Growth goals at odds with deficit reality
The Taiwanese Government is talking of spending more on infrastructure in order to stimulate the economy.
The Council for Economic Planning and Development has proposed boosting infrastructure spending by 14 per cent, or NT$47.8 billion (about HK$10.75 billion), and calculates that the 0.6 per cent this would add to gross domestic product would keep the GDP growth rate at the target 6 per cent.
The place could certainly do with it. The members of the ruling Kuomintang party took the view when they moved over from the mainland in 1949 that they were all going back to their real home anyway within a few years, so why bother spending money on a temporary one.
This perception has gradually changed over the past 10 years, but it still has left Taiwan far behind on needed roadways, railways and other infrastructure improvements. Ambitious projects started earlier this decade have had their funding trimmed or have otherwise fallen behind for reasons of engineering problems or political interference.
Whether it makes immediate economic sense at the moment is another matter. The problem is that the government might have proved itself ready to spend the money but has not proved itself quite so ready to raise it.
As the first chart shows, the fiscal deficit has averaged the equivalent of 6 per cent of GDP since the beginning of 1990 and, although there has been a slight improvement over the past two years, the latest figures still have the annual deficit at roughly 6 per cent. Put another way, for every NT dollar the government spends it collects only 75 cents in revenue.

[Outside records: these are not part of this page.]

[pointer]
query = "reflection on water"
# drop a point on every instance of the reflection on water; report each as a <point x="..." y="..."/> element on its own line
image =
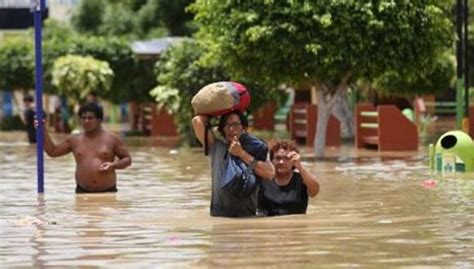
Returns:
<point x="372" y="211"/>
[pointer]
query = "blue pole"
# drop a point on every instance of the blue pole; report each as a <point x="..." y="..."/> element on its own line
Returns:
<point x="39" y="6"/>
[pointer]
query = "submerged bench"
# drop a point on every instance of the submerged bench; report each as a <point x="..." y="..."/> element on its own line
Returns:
<point x="302" y="124"/>
<point x="384" y="127"/>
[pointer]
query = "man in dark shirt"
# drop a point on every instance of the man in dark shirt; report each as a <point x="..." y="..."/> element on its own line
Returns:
<point x="288" y="192"/>
<point x="232" y="126"/>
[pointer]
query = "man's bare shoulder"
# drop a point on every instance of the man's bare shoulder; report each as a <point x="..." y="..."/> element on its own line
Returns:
<point x="111" y="135"/>
<point x="75" y="137"/>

It is the worst fiscal performance in Asia, barring perhaps Japan's if anyone could dig the full truth out of the Japanese Government's accounts. If one leaves the likes of Cambodia or Laos out of the equation, until the end of 1997 every other country in Asia could boast a fiscal surplus, even Indonesia if one excludes debt repayment from expenditure as the IMF does.
It is very much at odds with the common perception of Taiwan as a rapidly industrialising society of frugal people. What is more, the continual deficit has resulted in an ever-rising government debt burden. As the second chart shows, Taiwan's banks now hold $2.2 trillion of various forms of government debt, or the equivalent of 26 per cent of GDP, and the figure excludes external debt.
This is particularly notable, because tight money policies have kept domestic credit growth down. Money supply on the M2 measure is running at only 8.5 per cent and overall bank-lending growth at little more.
It's a good question why the central bank should want to keep things so tight when the government of which it is part has adopted so loose an attitude towards money, but that's the way things are in Taipei and arguing the point with the bureaucrats won't get you far.
It means that there is an ever-smaller share left in the trough for the private sector after the government has had its turn.
But, if Taiwan expects growth from infrastructure spending, it had better learn to practise fiscal discipline first. The way things are going, there is trouble over the horizon.